Everyone says they want to “leverage AI.” But without a plan, that’s how you end up with four unpaid ChatGPT tabs open and a broken disclosure process.
Legal AI can save time, clean up documentation, and help your legal team move faster. But only if you implement it with intention.
Here’s a no-BS guide to doing it right.
Identify the Actual Bottlenecks
Different versions of legal AI platforms serve different purposes. Don’t get distracted by bells and whistles you don’t need. Focus on the specific problem your team actually struggles with. Solve one high-friction task and avoid overhauling everything at once. Once you’ve addressed that, you can expand into adjacent use cases with clearer internal buy-in.
Start with your time sinks:
- Endless clarification emails with engineers
- Docs that get “drafted” 12 times and still miss the point
- Patent committees reading 10 pages to find one novel idea
These are your pain points. Fix those, not the whole department.
If your AI strategy starts with “first, we change everything,” you’ve already lost.

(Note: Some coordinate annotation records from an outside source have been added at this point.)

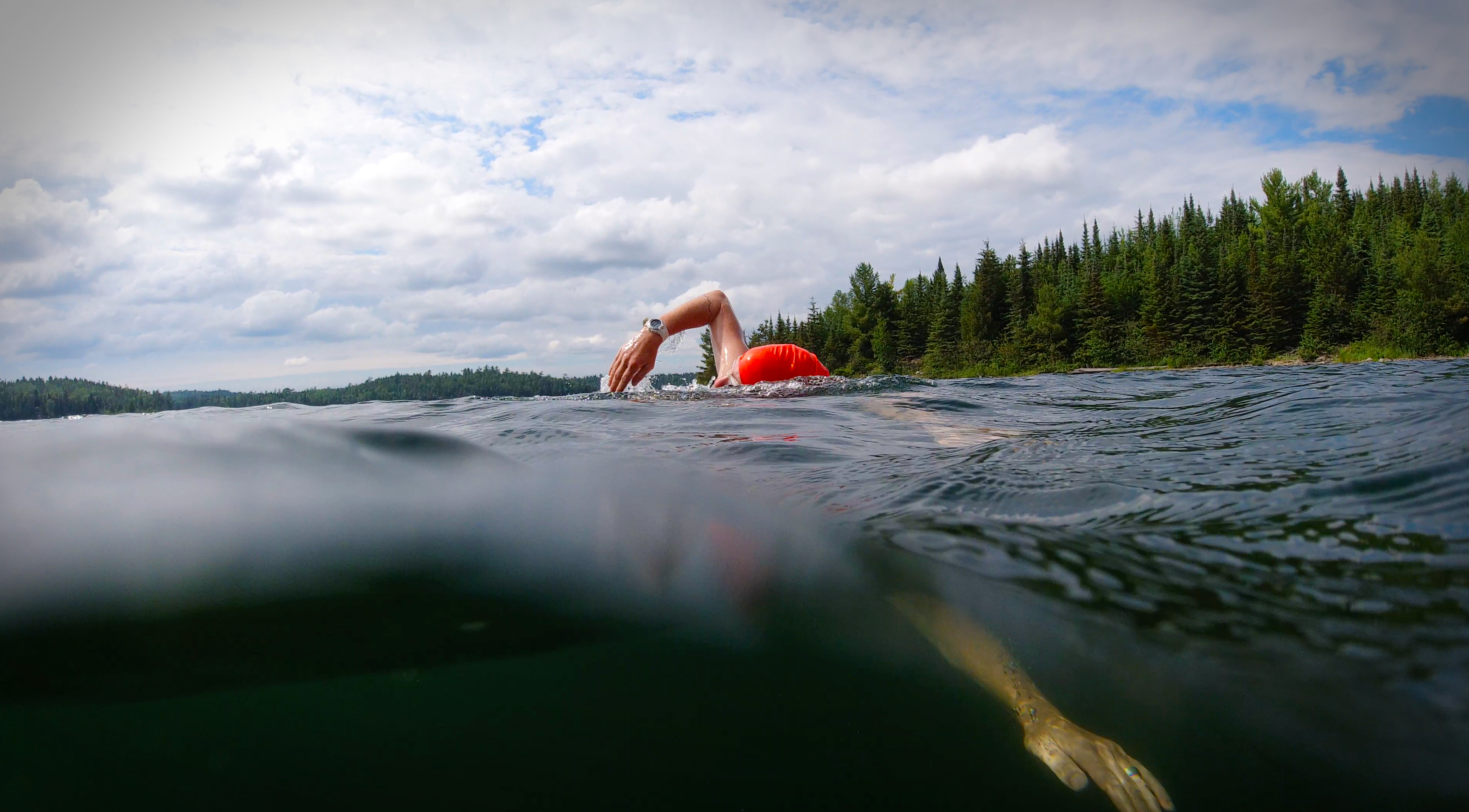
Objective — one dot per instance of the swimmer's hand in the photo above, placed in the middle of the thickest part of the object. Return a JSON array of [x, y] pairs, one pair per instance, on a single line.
[[634, 362], [1073, 754]]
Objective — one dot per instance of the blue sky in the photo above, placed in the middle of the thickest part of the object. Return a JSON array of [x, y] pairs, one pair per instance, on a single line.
[[306, 193]]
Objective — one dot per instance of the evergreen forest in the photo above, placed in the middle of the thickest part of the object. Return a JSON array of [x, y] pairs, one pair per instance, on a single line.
[[62, 397], [1308, 269]]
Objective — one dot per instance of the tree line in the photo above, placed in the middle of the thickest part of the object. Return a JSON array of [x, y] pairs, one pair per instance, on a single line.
[[62, 397], [1308, 268]]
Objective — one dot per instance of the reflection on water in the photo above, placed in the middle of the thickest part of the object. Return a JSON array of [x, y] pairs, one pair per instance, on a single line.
[[1255, 579]]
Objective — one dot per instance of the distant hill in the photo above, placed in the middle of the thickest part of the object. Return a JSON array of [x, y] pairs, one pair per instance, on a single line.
[[33, 398]]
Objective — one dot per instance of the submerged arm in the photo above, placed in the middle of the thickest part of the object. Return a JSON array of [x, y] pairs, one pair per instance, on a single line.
[[1069, 751]]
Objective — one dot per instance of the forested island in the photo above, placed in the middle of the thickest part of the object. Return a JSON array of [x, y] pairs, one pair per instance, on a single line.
[[1315, 269], [62, 397]]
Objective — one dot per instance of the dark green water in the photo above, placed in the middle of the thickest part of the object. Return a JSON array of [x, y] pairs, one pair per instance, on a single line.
[[1256, 581]]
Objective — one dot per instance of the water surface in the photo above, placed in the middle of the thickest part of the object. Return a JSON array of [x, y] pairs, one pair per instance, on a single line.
[[1255, 579]]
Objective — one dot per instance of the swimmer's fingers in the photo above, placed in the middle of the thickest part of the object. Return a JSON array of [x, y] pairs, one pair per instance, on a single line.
[[1057, 760], [1114, 771], [1155, 786], [618, 375]]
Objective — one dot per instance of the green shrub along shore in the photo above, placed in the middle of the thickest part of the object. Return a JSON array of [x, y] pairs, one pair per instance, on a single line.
[[1317, 271], [1314, 272]]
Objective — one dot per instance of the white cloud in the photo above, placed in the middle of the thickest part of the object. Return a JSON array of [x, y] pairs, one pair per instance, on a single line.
[[275, 312], [208, 187]]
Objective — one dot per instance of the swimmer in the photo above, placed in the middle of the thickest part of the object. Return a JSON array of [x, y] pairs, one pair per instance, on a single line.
[[1076, 755], [734, 359]]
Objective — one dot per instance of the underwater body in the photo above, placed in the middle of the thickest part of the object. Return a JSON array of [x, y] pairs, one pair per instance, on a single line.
[[1254, 579]]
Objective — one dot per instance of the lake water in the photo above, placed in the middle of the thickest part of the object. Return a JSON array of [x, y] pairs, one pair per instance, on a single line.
[[1256, 581]]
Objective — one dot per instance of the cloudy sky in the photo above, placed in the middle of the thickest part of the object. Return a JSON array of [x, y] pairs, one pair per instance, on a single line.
[[305, 193]]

Pick a Tool Built for the Legal
Not all AI is fit for legal purposes. Generic LLMs are fine for drafting emails or summarizing. Not for structuring invention disclosures.
You need:
- No hallucinations
- Legal-grade precision
- Structured inputs, structured outputs
- No training on your private data
- Guardrails and accountability baked in
Otherwise, you risk inaccurate outputs and unprotected IP. Legal workflows demand reliability, not generic text generation.
Own the Inputs and the Outputs
Using AI shouldn’t mean giving up control, it should mean taking full ownership of what goes in and what comes out.
Before feeding sensitive data and client information into a legal AI system, verify that the platform does not have any rights of ownership. More importantly, you should also retain rights over anything the system produces. That includes disclosures, drafts, and structured summaries. If your platform isn’t explicit about data ownership, walk away.
Engineers and inventors still need to check the AI’s interpretation. Legal still decides what counts as a novel. You’re responsible for what gets filed, shared, or stored, no matter how good the draft looks.
Structuring the Implementation
Someone has to oversee the implementation. They need to be educated about the platform, believe in the investment, and be willing to get others on board.
That person should:
- Set up the tool
- Train the team
- Track results
- Be the one who gets blamed if it goes sideways (just kidding…sort of)
Whether it’s a legal ops lead, a senior IP counsel, or someone in product, make sure someone’s driving. Don’t treat this like a self-driving car, especially if your team is new to AI platforms. Not everyone on the team will know how to extract efficient output. They need someone who is willing to teach them and answer any questions along the way.
Make the Value Tangible
You won’t get buy-in from GCs, IP specialists, or IT teams with hype. Show the AI’s real results.
Examples:
- Time-to-disclosure drops from 3 weeks to 2 days
- Engineers go from submitting 1 vague idea to 4 usable ones
- Outside counsel drafts faster because they’re not decoding jargon
Get one early win. Then tell that story.
Build momentum with the team. It can be difficult to implement new technology, but finding tangible results helps show the benefits (or downside if you chose the wrong platform!).
Final Thought: Start Small, Think Long
Pick one broken process. Use AI to fix it. Measure the improvement. Then expand. That’s it.
Legal AI doesn’t have to be scary, or sketchy. Just strategic.